For those unfamiliar with the local geography and colorful local history of mid-Michigan, the community of Howell is not exactly renown an "otherwise innocuous" little town as the original post of this freedom of expression dust up suggests.

Howell, Michigan is located almost exactly mid-point on the drive between the libertine Sodom of Ann Arbor and the alcohol drenched Gomorrah of East Lansing. It is a farming community, recently experiencing some intense gentrafication economic dislocation, as many neo-conservative faculty members of U of M & Michigan State (and other traditional value parents of impressionable youth) seek to put some geographic distance between themselves, their kids, and the rampant left wing radicalism now fraudulently ballyhooed as dominating the nation's college campuses.

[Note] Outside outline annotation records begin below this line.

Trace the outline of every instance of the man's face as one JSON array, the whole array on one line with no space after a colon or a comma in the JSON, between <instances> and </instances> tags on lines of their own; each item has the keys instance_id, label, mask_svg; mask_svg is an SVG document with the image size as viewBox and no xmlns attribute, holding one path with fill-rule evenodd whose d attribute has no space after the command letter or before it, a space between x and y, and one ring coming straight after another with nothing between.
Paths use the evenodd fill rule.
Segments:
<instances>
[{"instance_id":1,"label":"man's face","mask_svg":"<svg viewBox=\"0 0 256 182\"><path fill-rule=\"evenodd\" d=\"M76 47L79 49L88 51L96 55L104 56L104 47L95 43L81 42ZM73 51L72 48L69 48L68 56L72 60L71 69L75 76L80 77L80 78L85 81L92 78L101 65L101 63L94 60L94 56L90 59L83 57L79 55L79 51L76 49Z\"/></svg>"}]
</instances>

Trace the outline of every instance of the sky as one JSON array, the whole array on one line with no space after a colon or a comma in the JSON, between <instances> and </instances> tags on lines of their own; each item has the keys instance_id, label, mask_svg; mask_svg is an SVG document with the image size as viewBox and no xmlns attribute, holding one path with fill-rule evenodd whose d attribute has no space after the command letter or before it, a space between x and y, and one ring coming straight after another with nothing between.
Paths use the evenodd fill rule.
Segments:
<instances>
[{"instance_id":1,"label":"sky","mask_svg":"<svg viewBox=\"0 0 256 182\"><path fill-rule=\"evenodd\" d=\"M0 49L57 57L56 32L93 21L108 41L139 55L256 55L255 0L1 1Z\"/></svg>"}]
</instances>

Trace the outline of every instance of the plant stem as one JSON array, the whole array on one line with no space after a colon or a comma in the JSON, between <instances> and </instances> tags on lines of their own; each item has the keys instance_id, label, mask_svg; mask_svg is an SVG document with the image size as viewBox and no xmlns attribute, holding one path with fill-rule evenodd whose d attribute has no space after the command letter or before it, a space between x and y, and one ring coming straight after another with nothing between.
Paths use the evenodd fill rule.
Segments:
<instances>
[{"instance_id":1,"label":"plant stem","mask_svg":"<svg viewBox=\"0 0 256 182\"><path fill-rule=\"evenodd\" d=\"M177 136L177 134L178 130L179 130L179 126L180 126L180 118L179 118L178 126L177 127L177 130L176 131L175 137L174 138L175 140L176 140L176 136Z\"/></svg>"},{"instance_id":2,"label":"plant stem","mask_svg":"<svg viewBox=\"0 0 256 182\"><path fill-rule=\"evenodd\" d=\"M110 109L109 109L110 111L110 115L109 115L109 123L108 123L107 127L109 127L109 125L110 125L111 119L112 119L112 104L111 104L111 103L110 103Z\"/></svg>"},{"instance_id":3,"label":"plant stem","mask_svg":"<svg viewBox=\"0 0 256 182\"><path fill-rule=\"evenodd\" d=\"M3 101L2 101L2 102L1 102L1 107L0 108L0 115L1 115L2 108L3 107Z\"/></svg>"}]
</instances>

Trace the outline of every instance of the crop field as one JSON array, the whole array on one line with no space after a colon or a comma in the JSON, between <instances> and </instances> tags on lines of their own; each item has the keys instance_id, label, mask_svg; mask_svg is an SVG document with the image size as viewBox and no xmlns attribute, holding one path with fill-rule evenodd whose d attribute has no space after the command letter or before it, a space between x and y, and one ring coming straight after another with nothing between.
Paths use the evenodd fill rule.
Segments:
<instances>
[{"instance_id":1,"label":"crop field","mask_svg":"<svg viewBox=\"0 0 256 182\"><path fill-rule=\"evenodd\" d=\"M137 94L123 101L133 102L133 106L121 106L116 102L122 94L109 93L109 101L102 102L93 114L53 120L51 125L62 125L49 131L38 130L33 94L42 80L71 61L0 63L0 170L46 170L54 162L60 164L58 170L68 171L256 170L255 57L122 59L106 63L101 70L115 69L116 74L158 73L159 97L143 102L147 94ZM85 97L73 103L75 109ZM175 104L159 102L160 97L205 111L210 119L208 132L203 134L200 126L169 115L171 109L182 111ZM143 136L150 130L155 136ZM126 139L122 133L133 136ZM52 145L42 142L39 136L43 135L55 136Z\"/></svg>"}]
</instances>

Howell is fertile ground for such migration. In the 20's and 30's, that area of Livingston county was notorious for its Klu Klux Klan and lynch mob activity. More recently, it's garnered a reputation for Second Amendment fervor as a hospitality outpost for the Michigan Militia. If you head back towards Ann Arbor a little way southeast from Howell, pretty soon you'll bump into former pizza tycoon Tom Monaghan's Dominos' Farm complex, which includes a radical right wing law school none too loosely affiliated with Opus Dei boasting Robert Bork as a professor emeritus.

Small wonder local property tax payers feel entitled to peddle blatant censorship to the Howell Board of Education. That such grass roots pressure is taken seriously - no matter how transparently anti-intellectual and downright wacky the resulting literary judgments are - is either a sad commentary upon our times or perhaps a sign that the Apocalypse really is just around the corner.